Architecture overview¶
This page is the whole-system map of Parsimony Agents for contributors and integrators. It explains how the four moving parts fit together — the iterate-until-terminate loop, the code-execution kernel, content-addressed artifact identity, and the failure/recovery spine — and where each lives in the package tree.
If you just want to run the agent, start with the Quickstart. If you want a narrative of one turn through the loop, read How it works. This page is the structural reference the other concept pages hang off of.
The four pillars (loop, execution, artifacts, failure spine)¶
Every run flows through four subsystems, each owned by a distinct part of the package:
| Pillar | What it does | Lives in |
|---|---|---|
| The loop | Drives one run end-to-end: render state, call the LLM once, dispatch tools, repeat until a termination tool or a hard failure sets state.done. |
parsimony_agents/agent/loop.py (run_loop) |
| Code execution | Runs the agent's Python in a stateful kernel namespace, captures typed outputs, attributes variable lineage. | parsimony_agents/execution/ (BaseCodeExecutor, CodeExecutor, OutputFactory) |
| Artifact identity | Gives every notebook/dataset/chart/report/data_object two stable IDs (logical_id + content_sha) and a uniform on-disk layout. |
parsimony_agents/identity.py |
| Failure spine | Classifies every failure into a closed FailureKind, funnels it through a RecoveryPolicy, and turns it into an instruction, a suspension, or a handoff. |
parsimony_agents/agent/failure/ (handle_failure, RecoveryPolicy) |
The design rule that ties them together is documented at the top of
loop.py: one LLM chokepoint, one failure funnel, one pure renderer, three
detector phases, explicit termination. No scattered checks; every exit is
deliberate.
The user-facing surface is the Agent class
(parsimony_agents/agent/agent.py), re-exported from the top-level package:
Agent.run is a thin shim — it builds a RunState, constructs a
WorkspaceRunHooks object, and delegates to run_loop. The loop itself knows
nothing about workspaces, charts, or HTTP; it reads a minimal AgentLike
protocol and discovers optional behaviour through hooks.
The agent loop: pre_step / post_llm / post_tool detector phases¶
run_loop(agent, state, *, cancellation=None) is an async generator that yields
AgentEvent instances. It runs while not state.done, and each iteration
passes through three detector phases:
pre_step— runs before the LLM call. Budget/stall/loop guards (iteration_limit,time_limit, stall). AFailurehere routes straight throughhandle_failureand the iterationcontinues.post_llm— runs on the raw LLM response. Output-quality guards (loop_detected,output_truncated). The assistant turn is appended to the transcript in both branches (recovery must see what the model said), then a failure routes through the funnel.post_tool— runs on each tool result. A structured failure inside a tool result routes through the funnel.
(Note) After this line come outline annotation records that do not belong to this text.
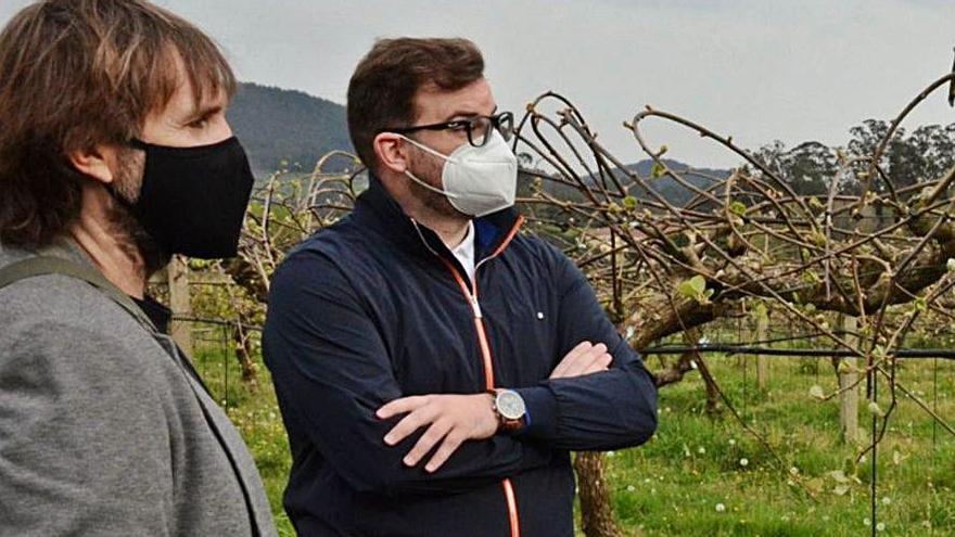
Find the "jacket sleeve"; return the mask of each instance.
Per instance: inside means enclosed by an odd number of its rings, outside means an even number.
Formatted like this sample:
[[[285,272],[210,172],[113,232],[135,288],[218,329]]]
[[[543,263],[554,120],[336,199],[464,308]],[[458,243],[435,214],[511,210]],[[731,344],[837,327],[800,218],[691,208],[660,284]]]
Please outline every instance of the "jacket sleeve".
[[[166,415],[122,341],[0,321],[0,534],[176,533]]]
[[[433,474],[405,466],[423,430],[384,443],[400,417],[375,411],[404,394],[370,307],[323,254],[300,252],[277,271],[263,345],[291,437],[307,438],[356,490],[383,495],[468,490],[549,463],[549,448],[498,435],[464,443]]]
[[[522,437],[578,451],[638,446],[657,430],[655,382],[610,322],[581,270],[548,248],[559,296],[559,357],[589,341],[606,344],[613,362],[604,372],[518,388],[531,420]]]

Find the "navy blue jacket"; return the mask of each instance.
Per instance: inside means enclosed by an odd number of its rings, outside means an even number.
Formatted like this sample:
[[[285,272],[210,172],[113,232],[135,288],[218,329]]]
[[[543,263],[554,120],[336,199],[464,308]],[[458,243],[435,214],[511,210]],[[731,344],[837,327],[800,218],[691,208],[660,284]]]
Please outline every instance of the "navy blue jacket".
[[[478,306],[450,251],[377,179],[277,270],[263,344],[292,449],[284,503],[301,535],[572,536],[569,451],[653,434],[651,375],[581,271],[517,233],[521,221],[513,209],[474,221]],[[611,369],[548,380],[582,341],[606,343]],[[423,431],[384,443],[398,421],[374,415],[386,402],[489,385],[523,396],[521,434],[467,442],[433,474],[402,463]]]

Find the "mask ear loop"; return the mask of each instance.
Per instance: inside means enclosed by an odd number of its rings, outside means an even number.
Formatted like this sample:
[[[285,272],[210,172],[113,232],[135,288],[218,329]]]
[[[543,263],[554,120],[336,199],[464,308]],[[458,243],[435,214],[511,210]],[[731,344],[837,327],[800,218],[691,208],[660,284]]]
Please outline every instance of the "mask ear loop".
[[[444,153],[440,153],[440,152],[429,148],[428,145],[424,145],[421,142],[411,140],[410,138],[406,137],[405,135],[398,135],[398,136],[402,137],[402,140],[405,140],[406,142],[410,143],[411,145],[420,149],[421,151],[423,151],[425,153],[430,153],[431,155],[436,156],[442,159],[445,159],[451,164],[460,164],[457,158],[454,158],[450,155],[445,155]]]

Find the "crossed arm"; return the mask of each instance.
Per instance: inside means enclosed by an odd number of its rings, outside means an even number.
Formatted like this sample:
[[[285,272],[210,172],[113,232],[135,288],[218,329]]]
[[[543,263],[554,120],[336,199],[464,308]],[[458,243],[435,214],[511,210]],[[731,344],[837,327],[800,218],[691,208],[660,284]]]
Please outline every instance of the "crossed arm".
[[[561,259],[565,355],[548,379],[515,388],[532,417],[521,434],[496,434],[486,394],[403,397],[374,323],[320,254],[290,257],[272,283],[264,346],[284,410],[353,487],[383,494],[472,488],[546,465],[555,449],[645,442],[655,429],[652,379]]]

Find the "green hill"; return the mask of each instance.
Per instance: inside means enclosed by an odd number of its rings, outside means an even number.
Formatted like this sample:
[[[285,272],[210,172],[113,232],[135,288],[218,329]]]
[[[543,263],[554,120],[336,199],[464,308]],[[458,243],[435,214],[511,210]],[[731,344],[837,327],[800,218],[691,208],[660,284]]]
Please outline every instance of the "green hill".
[[[243,82],[228,118],[257,175],[282,161],[310,171],[329,151],[352,151],[345,107],[302,91]]]

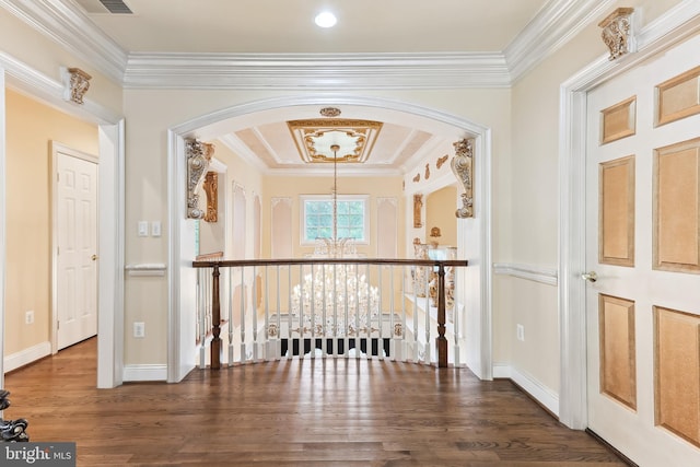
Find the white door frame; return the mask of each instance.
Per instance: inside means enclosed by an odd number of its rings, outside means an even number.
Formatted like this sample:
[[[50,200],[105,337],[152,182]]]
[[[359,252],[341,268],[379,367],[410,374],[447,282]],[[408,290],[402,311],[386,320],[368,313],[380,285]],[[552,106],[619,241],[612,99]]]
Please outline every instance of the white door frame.
[[[637,36],[638,51],[617,60],[607,55],[560,87],[559,120],[559,420],[587,427],[585,262],[586,94],[596,85],[668,49],[700,31],[700,2],[685,0]],[[597,129],[595,129],[597,131]]]
[[[63,101],[63,84],[7,54],[0,54],[0,387],[4,386],[5,284],[5,87],[85,121],[97,125],[98,187],[98,305],[97,380],[100,388],[121,384],[124,374],[124,117],[85,100],[82,106]]]
[[[269,98],[253,103],[233,106],[224,110],[217,110],[201,116],[186,124],[173,127],[168,130],[167,144],[167,176],[168,189],[168,329],[167,329],[167,381],[176,383],[182,381],[196,365],[196,349],[194,347],[195,316],[195,273],[191,267],[194,258],[194,232],[191,222],[187,222],[185,212],[186,199],[186,156],[184,139],[196,136],[197,131],[209,125],[222,120],[244,117],[257,112],[269,110],[298,105],[318,105],[332,102],[336,105],[359,105],[378,107],[408,114],[419,115],[436,121],[448,124],[464,130],[465,133],[476,137],[475,177],[480,182],[476,184],[478,192],[475,194],[475,211],[479,215],[478,222],[472,223],[479,234],[479,258],[475,259],[474,273],[478,284],[470,284],[469,290],[477,291],[478,297],[475,305],[470,306],[471,313],[466,316],[466,327],[478,329],[478,332],[469,335],[469,350],[474,353],[467,355],[467,364],[477,376],[482,380],[491,380],[493,375],[492,362],[492,271],[491,271],[491,131],[489,128],[474,124],[454,115],[441,113],[430,108],[389,101],[380,97],[358,97],[348,95],[323,94],[292,97]],[[467,220],[474,221],[474,220]],[[458,229],[467,229],[466,222],[460,220]],[[462,238],[464,235],[462,236]],[[478,301],[478,302],[477,302]]]

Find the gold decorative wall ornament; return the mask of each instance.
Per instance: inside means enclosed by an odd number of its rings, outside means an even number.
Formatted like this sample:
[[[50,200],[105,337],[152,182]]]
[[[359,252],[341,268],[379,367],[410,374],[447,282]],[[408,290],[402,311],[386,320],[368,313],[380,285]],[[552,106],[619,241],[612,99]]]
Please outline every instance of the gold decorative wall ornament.
[[[188,138],[185,140],[187,156],[187,218],[203,219],[205,211],[199,208],[199,189],[214,154],[214,145]]]
[[[307,163],[362,163],[370,157],[381,121],[313,118],[287,122],[299,155]],[[329,151],[337,145],[338,151]]]
[[[444,164],[445,162],[447,162],[447,160],[450,159],[450,154],[445,154],[442,157],[438,157],[438,162],[435,163],[435,166],[438,168],[442,167],[442,164]]]
[[[600,36],[610,50],[610,60],[635,51],[632,13],[633,8],[618,8],[598,24],[603,27]]]
[[[63,79],[63,100],[83,104],[83,97],[90,89],[90,80],[92,77],[80,68],[62,68],[61,75]]]
[[[340,115],[340,109],[337,107],[324,107],[320,109],[320,116],[322,117],[337,117]]]
[[[413,227],[419,229],[423,226],[423,221],[420,219],[421,211],[423,209],[423,195],[413,195]]]
[[[462,208],[455,211],[459,219],[474,218],[474,139],[454,142],[455,156],[452,159],[452,172],[464,186]]]
[[[219,220],[219,174],[215,172],[207,172],[203,184],[205,194],[207,194],[207,213],[206,222],[217,222]]]

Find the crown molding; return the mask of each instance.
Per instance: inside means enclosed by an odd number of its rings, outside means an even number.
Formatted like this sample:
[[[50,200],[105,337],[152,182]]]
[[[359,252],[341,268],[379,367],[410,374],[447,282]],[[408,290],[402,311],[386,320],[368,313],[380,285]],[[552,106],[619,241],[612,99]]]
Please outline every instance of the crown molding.
[[[133,52],[126,89],[508,87],[502,54]]]
[[[51,0],[0,0],[0,7],[117,83],[124,80],[128,54],[78,7]]]
[[[71,2],[0,0],[125,89],[214,90],[509,87],[612,3],[548,2],[503,52],[328,55],[129,54]]]
[[[561,48],[615,3],[615,0],[548,2],[503,50],[512,82]]]
[[[45,104],[74,115],[79,118],[92,117],[105,124],[116,124],[121,116],[112,109],[85,98],[84,104],[78,105],[63,98],[63,83],[38,72],[34,68],[18,60],[15,57],[0,51],[0,70],[7,73],[7,84],[26,95],[39,97]]]

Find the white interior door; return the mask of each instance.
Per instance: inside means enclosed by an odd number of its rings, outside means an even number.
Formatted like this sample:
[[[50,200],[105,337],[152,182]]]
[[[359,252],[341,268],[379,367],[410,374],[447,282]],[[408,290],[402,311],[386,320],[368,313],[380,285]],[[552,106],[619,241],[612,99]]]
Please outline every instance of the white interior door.
[[[700,466],[699,49],[587,101],[588,428],[640,466]]]
[[[56,350],[97,334],[97,164],[68,149],[56,161]]]

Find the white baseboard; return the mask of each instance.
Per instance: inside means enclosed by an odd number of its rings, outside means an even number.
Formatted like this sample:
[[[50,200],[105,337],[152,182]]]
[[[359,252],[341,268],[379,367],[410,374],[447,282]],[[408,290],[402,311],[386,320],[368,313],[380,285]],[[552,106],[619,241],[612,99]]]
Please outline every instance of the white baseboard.
[[[4,372],[11,372],[28,363],[35,362],[51,354],[51,342],[40,342],[28,349],[5,355],[3,360]]]
[[[533,376],[518,372],[511,365],[497,363],[493,365],[493,377],[511,380],[535,400],[545,406],[547,410],[559,417],[559,395]]]
[[[167,365],[124,365],[124,382],[166,381]]]

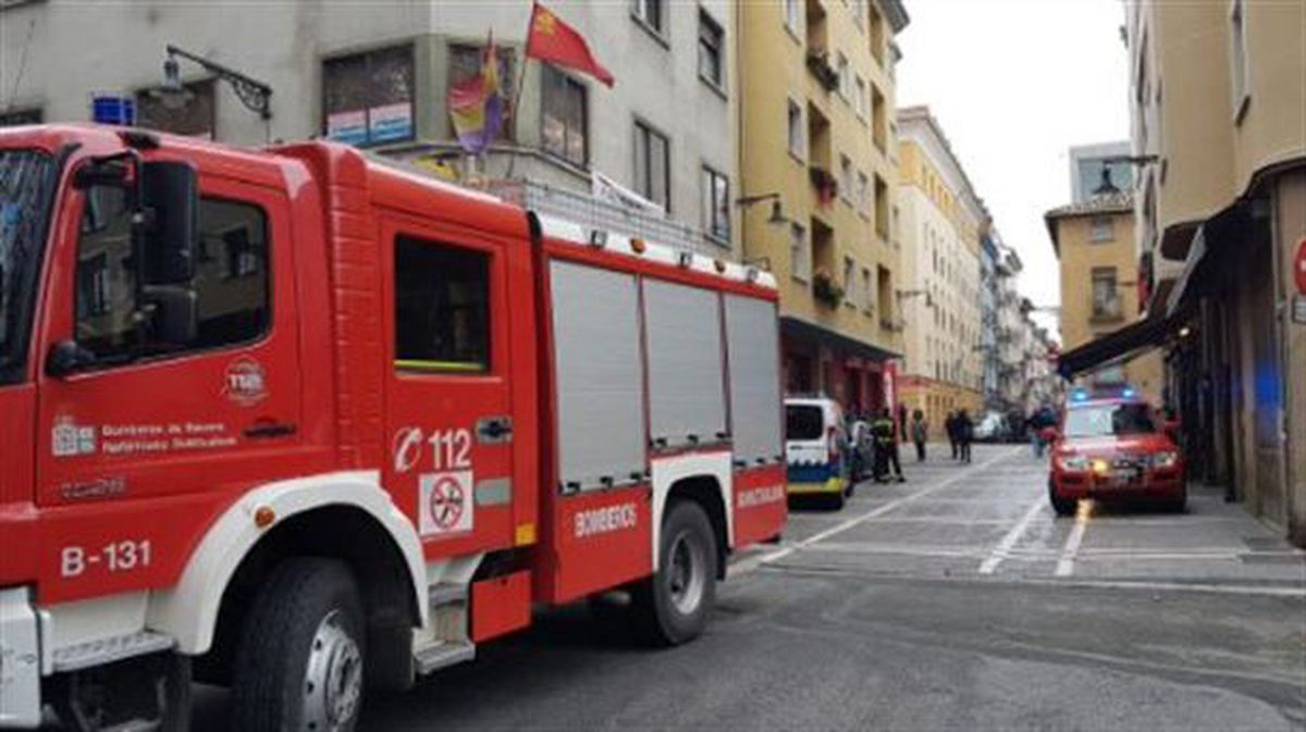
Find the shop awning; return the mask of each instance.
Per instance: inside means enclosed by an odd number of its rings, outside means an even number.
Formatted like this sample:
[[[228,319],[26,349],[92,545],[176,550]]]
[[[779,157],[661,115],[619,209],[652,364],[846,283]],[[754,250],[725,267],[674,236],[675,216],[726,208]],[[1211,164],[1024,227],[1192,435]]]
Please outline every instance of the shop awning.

Between the phases sit the fixed steps: render the messages, call the LLM once
through the chokepoint, append the assistant message, and dispatch tools. A
text-only response (no tool calls) is not a valid end-of-run — it produces a
Failure(kind=FailureKind.no_progress) and goes through recovery. The run ends
only when a termination tool (return_done, return_unable, ask_user) or a
hard failure sets state.done.
The library-caller entry point is Agent.run (an async generator). The simple
collected form is Agent.ask (a coroutine returning AgentResult):
import asyncio
from parsimony_agents import Agent
from parsimony_agents.agent.events import TextDelta, ToolEvent, AgentError
async def main() -> None:
agent = Agent(model="claude-sonnet-4-6")
async for event in agent.run("Analyze this dataset"):
if isinstance(event, TextDelta):
print(event.content, end="", flush=True)
elif isinstance(event, ToolEvent) and event.completed:
print(f"\n[tool {event.tool_name} done]")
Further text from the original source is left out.